Vignerons indépendants : un pont entre producteur et consommateur

Le salon des vignerons indépendants débute aujourd'hui à Lyon pour refermer ses portes dimanche soir. Rencontre avec Jean-François et Pierre Bergeron, viticulteurs à Emeringes, qui représenteront le Beaujolais lors d'un événement notamment destiné à rapprocher le vigneron du consommateur.
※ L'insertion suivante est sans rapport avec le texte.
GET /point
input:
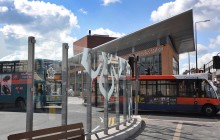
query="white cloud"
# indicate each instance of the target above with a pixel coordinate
(83, 11)
(107, 2)
(102, 31)
(47, 22)
(214, 42)
(202, 9)
(204, 59)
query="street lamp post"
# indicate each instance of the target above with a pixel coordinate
(196, 41)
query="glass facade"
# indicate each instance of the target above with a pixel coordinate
(151, 65)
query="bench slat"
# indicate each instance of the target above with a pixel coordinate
(47, 131)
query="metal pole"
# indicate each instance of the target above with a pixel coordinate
(196, 46)
(189, 61)
(30, 88)
(136, 92)
(124, 98)
(117, 98)
(106, 96)
(89, 104)
(64, 82)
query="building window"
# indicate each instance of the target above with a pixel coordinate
(175, 67)
(151, 64)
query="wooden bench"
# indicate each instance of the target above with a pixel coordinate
(69, 132)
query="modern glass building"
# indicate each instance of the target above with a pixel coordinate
(158, 46)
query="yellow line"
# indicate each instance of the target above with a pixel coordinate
(178, 131)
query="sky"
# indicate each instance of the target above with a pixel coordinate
(53, 22)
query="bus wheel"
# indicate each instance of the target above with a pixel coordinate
(20, 104)
(209, 110)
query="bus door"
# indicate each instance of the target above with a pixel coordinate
(187, 100)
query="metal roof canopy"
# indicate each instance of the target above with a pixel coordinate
(179, 28)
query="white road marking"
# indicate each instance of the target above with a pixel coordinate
(95, 128)
(178, 131)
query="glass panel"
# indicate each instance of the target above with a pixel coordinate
(78, 80)
(47, 84)
(13, 83)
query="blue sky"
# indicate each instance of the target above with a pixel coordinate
(69, 20)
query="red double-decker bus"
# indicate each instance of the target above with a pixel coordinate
(180, 93)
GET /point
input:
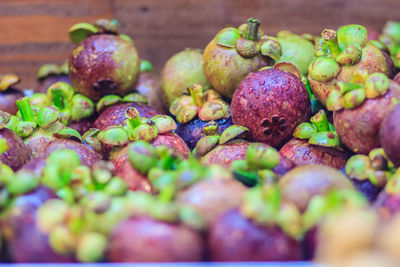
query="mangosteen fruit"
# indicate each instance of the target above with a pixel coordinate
(270, 103)
(103, 63)
(182, 70)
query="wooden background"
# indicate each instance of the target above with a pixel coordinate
(34, 32)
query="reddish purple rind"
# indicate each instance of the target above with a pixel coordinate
(7, 100)
(26, 243)
(302, 183)
(390, 135)
(94, 66)
(133, 179)
(213, 197)
(387, 205)
(17, 153)
(115, 114)
(234, 238)
(358, 128)
(270, 99)
(45, 83)
(146, 240)
(87, 155)
(234, 150)
(148, 85)
(303, 153)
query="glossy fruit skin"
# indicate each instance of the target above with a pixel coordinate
(45, 83)
(304, 182)
(103, 64)
(270, 103)
(372, 60)
(303, 153)
(133, 179)
(225, 68)
(25, 242)
(213, 197)
(234, 238)
(115, 114)
(236, 149)
(7, 100)
(17, 153)
(146, 240)
(358, 128)
(192, 131)
(390, 135)
(182, 70)
(149, 86)
(87, 155)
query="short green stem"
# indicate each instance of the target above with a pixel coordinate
(252, 29)
(25, 109)
(330, 38)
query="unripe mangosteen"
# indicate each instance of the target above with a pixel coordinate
(389, 135)
(302, 183)
(169, 242)
(339, 55)
(194, 111)
(8, 93)
(360, 113)
(235, 52)
(16, 153)
(182, 70)
(104, 63)
(316, 143)
(270, 103)
(149, 86)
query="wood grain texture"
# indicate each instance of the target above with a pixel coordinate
(34, 32)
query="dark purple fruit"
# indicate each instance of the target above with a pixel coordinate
(270, 103)
(234, 238)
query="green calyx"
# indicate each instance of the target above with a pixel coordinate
(318, 131)
(207, 105)
(80, 31)
(7, 81)
(375, 167)
(110, 100)
(350, 95)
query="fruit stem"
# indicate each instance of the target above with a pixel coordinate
(133, 118)
(58, 98)
(330, 38)
(25, 109)
(196, 92)
(252, 29)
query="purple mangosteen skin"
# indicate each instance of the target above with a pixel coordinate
(234, 238)
(271, 103)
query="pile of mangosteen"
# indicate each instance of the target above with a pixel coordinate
(258, 147)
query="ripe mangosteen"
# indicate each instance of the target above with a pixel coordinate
(254, 232)
(49, 74)
(316, 143)
(194, 111)
(302, 183)
(149, 86)
(369, 174)
(103, 63)
(359, 108)
(8, 93)
(340, 54)
(15, 153)
(270, 103)
(182, 70)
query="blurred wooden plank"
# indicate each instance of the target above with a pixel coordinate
(34, 32)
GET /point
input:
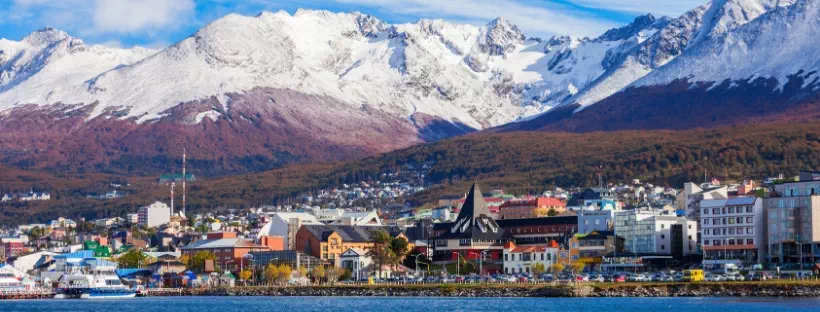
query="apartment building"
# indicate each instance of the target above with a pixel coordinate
(733, 231)
(793, 219)
(651, 231)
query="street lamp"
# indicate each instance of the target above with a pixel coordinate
(242, 267)
(417, 263)
(458, 265)
(480, 261)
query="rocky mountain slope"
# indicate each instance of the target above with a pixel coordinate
(747, 61)
(251, 93)
(310, 86)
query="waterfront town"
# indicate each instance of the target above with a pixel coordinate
(633, 232)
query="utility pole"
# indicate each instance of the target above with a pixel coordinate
(183, 181)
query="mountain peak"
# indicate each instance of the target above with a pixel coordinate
(620, 33)
(500, 37)
(46, 36)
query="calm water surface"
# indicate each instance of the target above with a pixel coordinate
(407, 304)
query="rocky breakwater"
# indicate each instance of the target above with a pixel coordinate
(709, 290)
(573, 290)
(372, 291)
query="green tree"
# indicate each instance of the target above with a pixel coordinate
(380, 251)
(302, 271)
(199, 258)
(538, 268)
(332, 274)
(318, 273)
(271, 273)
(284, 273)
(245, 275)
(398, 250)
(134, 258)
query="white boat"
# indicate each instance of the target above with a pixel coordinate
(9, 284)
(92, 279)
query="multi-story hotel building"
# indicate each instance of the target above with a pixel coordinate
(733, 231)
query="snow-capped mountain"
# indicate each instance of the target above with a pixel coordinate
(48, 59)
(709, 20)
(780, 45)
(743, 61)
(278, 88)
(475, 76)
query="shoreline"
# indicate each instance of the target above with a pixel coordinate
(736, 289)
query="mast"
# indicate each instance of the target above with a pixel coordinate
(172, 198)
(183, 181)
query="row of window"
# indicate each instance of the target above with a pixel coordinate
(728, 231)
(729, 210)
(729, 242)
(735, 220)
(526, 257)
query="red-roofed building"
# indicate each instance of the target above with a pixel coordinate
(523, 259)
(531, 208)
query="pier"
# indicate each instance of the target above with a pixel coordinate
(26, 294)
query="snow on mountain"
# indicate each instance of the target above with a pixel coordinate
(780, 44)
(676, 36)
(475, 76)
(49, 59)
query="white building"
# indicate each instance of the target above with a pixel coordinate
(358, 218)
(651, 231)
(154, 215)
(132, 218)
(689, 199)
(328, 215)
(285, 225)
(590, 220)
(733, 231)
(522, 259)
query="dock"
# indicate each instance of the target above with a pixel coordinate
(39, 293)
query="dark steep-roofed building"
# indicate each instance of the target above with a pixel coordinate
(475, 233)
(328, 242)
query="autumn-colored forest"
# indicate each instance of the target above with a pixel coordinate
(518, 162)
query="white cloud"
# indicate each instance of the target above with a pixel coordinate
(671, 8)
(533, 20)
(128, 16)
(96, 17)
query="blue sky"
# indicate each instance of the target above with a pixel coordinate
(159, 23)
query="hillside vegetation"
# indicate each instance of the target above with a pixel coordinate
(518, 162)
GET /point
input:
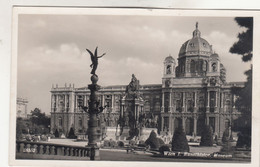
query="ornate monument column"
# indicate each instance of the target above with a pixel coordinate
(94, 109)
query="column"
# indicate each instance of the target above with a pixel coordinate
(52, 103)
(195, 126)
(195, 99)
(103, 100)
(162, 123)
(162, 109)
(208, 98)
(86, 101)
(222, 99)
(65, 102)
(183, 123)
(173, 128)
(183, 102)
(233, 100)
(76, 103)
(112, 101)
(170, 102)
(207, 120)
(216, 99)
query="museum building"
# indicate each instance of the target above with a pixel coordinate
(194, 92)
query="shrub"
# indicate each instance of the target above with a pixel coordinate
(141, 142)
(57, 134)
(43, 138)
(225, 137)
(35, 138)
(179, 141)
(227, 148)
(153, 141)
(71, 134)
(164, 148)
(244, 138)
(28, 137)
(120, 144)
(112, 143)
(20, 137)
(132, 142)
(206, 137)
(161, 142)
(106, 143)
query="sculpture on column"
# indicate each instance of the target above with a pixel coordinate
(94, 59)
(94, 107)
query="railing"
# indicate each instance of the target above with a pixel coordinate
(38, 150)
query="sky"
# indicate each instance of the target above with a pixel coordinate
(52, 49)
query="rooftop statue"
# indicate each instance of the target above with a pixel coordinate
(94, 59)
(133, 85)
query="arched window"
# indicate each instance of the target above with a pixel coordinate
(168, 69)
(178, 105)
(201, 105)
(157, 106)
(228, 106)
(214, 67)
(190, 106)
(80, 122)
(205, 65)
(59, 121)
(192, 66)
(147, 106)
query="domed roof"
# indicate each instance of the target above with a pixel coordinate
(169, 59)
(214, 56)
(196, 45)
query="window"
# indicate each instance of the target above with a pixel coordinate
(168, 69)
(178, 105)
(204, 68)
(80, 122)
(59, 121)
(190, 106)
(214, 67)
(228, 106)
(192, 66)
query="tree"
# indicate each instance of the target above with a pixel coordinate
(57, 134)
(71, 134)
(39, 122)
(152, 140)
(244, 44)
(244, 101)
(179, 141)
(206, 136)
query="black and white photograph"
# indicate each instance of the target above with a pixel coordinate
(132, 85)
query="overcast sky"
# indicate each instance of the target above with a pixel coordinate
(52, 49)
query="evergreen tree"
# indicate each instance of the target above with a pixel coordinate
(179, 141)
(153, 141)
(56, 134)
(244, 101)
(206, 136)
(71, 134)
(225, 137)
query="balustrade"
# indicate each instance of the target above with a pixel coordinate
(27, 148)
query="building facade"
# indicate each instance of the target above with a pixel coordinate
(21, 108)
(194, 92)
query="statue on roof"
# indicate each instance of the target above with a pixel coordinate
(133, 86)
(94, 59)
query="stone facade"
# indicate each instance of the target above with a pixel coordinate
(21, 108)
(192, 94)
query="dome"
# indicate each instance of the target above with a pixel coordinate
(196, 45)
(214, 56)
(169, 59)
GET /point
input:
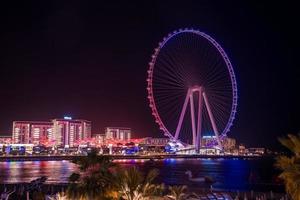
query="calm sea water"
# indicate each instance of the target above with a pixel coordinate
(230, 174)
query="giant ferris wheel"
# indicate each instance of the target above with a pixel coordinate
(192, 88)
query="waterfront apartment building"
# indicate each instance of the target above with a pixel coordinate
(155, 141)
(31, 132)
(68, 132)
(118, 133)
(59, 132)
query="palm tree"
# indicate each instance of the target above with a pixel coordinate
(134, 186)
(95, 177)
(290, 165)
(177, 192)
Il y a vingt ans, Jean-François Bergeron vivait son premier salon, à Paris. Depuis, l'homme a vu défiler des milliers de personnes devant son stand, dans la capitale, mais aussi à Strasbourg, Lille et bien entendu Lyon, où débute aujourd'hui une nouvelle "aventure". L'édition 2005 du salon des Vignerons indépendants débute en effet ce jeudi après-midi à la halle Tony Garnier, pour refermer ses portes dimanche soir. Un événement qui regroupe environ 500 viticulteurs issus de toute les régions de France. Les frères Bergeron occuperont le stand E81. Un numéro parmi d'autres. Une sacrée concurrence... "Les stands sont livrés clés en main par les organisateurs. On a tous le même espace, le même matériel. Au début du week-end, on part sur la même ligne. A notre charge de faire marcher les affaires", déclare Jean-François.
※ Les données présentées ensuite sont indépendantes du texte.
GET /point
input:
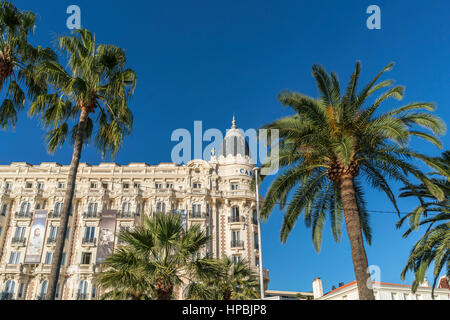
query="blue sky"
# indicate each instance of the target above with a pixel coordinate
(204, 60)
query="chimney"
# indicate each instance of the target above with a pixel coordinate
(317, 288)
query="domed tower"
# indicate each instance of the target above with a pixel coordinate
(234, 148)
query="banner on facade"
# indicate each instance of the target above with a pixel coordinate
(36, 242)
(106, 235)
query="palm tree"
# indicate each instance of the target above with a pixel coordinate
(18, 61)
(230, 281)
(97, 82)
(434, 246)
(331, 143)
(156, 257)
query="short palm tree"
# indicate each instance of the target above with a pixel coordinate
(96, 82)
(434, 246)
(156, 257)
(230, 281)
(18, 61)
(335, 142)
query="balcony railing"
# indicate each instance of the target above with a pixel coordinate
(51, 240)
(23, 215)
(82, 296)
(127, 215)
(236, 219)
(18, 241)
(88, 241)
(197, 215)
(54, 215)
(237, 244)
(6, 296)
(91, 215)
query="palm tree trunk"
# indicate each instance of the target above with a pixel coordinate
(59, 246)
(353, 223)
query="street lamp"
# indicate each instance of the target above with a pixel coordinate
(261, 278)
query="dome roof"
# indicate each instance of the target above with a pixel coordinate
(234, 143)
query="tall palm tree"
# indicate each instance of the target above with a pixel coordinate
(231, 281)
(18, 61)
(156, 257)
(335, 141)
(434, 246)
(96, 82)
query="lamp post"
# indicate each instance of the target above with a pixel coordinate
(261, 277)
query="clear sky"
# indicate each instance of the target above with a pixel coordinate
(204, 60)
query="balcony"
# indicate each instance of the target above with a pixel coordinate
(82, 296)
(91, 215)
(51, 241)
(19, 241)
(194, 215)
(127, 215)
(54, 215)
(239, 244)
(23, 215)
(236, 219)
(88, 241)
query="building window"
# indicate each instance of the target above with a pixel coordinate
(58, 208)
(92, 209)
(14, 257)
(86, 258)
(82, 290)
(19, 235)
(25, 207)
(48, 258)
(44, 289)
(160, 207)
(20, 294)
(58, 288)
(4, 210)
(9, 289)
(126, 208)
(89, 233)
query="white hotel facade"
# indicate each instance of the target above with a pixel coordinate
(216, 194)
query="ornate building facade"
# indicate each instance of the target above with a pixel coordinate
(216, 194)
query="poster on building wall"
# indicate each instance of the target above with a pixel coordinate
(36, 242)
(106, 235)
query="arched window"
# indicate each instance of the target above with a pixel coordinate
(9, 289)
(58, 208)
(126, 208)
(160, 207)
(25, 207)
(82, 290)
(44, 290)
(92, 208)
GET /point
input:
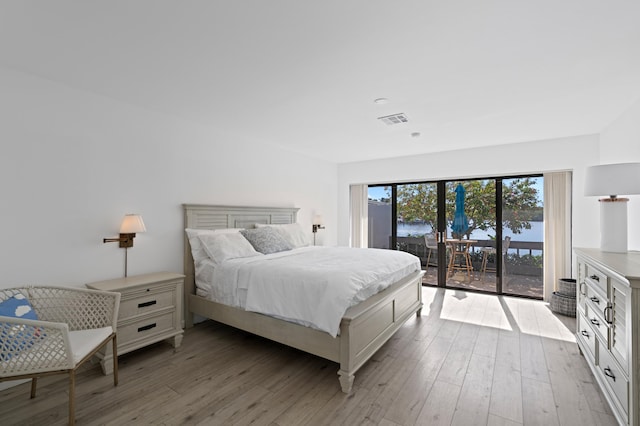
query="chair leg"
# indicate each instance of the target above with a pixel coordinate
(34, 383)
(483, 268)
(114, 345)
(72, 397)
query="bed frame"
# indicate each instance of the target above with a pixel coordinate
(363, 330)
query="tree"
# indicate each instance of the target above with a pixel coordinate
(418, 202)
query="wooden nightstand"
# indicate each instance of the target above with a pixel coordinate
(150, 311)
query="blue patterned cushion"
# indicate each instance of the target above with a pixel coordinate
(17, 337)
(266, 240)
(17, 306)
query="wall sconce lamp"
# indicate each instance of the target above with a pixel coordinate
(613, 180)
(318, 223)
(131, 224)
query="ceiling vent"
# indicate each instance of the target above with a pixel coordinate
(392, 119)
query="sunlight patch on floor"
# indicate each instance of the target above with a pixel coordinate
(501, 312)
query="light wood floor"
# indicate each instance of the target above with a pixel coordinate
(471, 359)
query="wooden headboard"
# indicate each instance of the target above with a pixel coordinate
(203, 216)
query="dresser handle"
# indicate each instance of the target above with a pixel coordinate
(582, 284)
(146, 327)
(608, 373)
(145, 304)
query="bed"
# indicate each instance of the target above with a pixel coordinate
(364, 328)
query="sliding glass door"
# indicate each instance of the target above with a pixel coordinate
(475, 234)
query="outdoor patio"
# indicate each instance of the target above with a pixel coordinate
(522, 285)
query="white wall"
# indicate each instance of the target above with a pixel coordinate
(73, 163)
(574, 153)
(620, 143)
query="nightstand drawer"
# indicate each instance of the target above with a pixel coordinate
(145, 328)
(144, 301)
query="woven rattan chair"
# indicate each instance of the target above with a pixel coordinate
(72, 325)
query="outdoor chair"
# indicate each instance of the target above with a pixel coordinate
(432, 244)
(54, 330)
(487, 251)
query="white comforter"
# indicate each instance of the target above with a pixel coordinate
(313, 286)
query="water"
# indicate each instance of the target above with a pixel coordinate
(536, 233)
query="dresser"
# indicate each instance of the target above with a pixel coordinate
(150, 311)
(608, 326)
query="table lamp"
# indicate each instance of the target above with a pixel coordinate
(613, 180)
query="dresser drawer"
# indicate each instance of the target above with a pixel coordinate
(597, 279)
(146, 328)
(598, 324)
(587, 336)
(615, 379)
(145, 300)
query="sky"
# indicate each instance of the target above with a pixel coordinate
(378, 192)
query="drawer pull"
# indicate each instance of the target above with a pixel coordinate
(146, 327)
(608, 373)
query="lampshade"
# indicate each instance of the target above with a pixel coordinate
(613, 179)
(132, 224)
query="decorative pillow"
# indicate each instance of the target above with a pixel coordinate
(223, 246)
(17, 306)
(17, 337)
(197, 250)
(291, 232)
(266, 240)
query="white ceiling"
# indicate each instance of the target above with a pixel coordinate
(303, 74)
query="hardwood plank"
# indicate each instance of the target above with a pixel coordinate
(506, 393)
(440, 405)
(539, 405)
(500, 421)
(532, 358)
(475, 394)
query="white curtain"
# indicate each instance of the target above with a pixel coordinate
(557, 230)
(359, 208)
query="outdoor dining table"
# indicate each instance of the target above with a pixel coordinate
(460, 259)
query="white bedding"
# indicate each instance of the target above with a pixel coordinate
(312, 286)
Dans ces circonstances, l'un des atouts maîtres est de disposer d'une gamme élargie, histoire d'attirer l'oeil. "Il est indispensable de pouvoir proposer une certaine diversité de produits, tout en s'appuyant sur des valeurs sûres. Si je veux que l'on remarque mon beaujolais-Emeringes, il faut d'abord que j'attire le client avec un grand nom comme moulin à vent", poursuit l'homme. Savoir vendre une image, un domaine. Forcer sa nature d'homme de la terre, pour se muer en commercial placé dans un bocal avec quelques centaines de concurrents. Mais toujours rester soi-même. "Les visiteurs ont avant tout envie de rencontrer un viticulteur, d'avoir une vraie discussion avec les producteurs. Hormis pour les grands noms, les gens veulent goûter, comparer".

Une mine d'idées
Au fil des ans, de discussions en dégustation, certains clients sont ainsi devenus des amis. "C'est aussi l'aboutissement de la somme de travail fourni au quotidien. Quand on arrive à séduire le visiteur, on se dit qu'on a pas fait cela pour rien", sourit Jean-François Bergeron.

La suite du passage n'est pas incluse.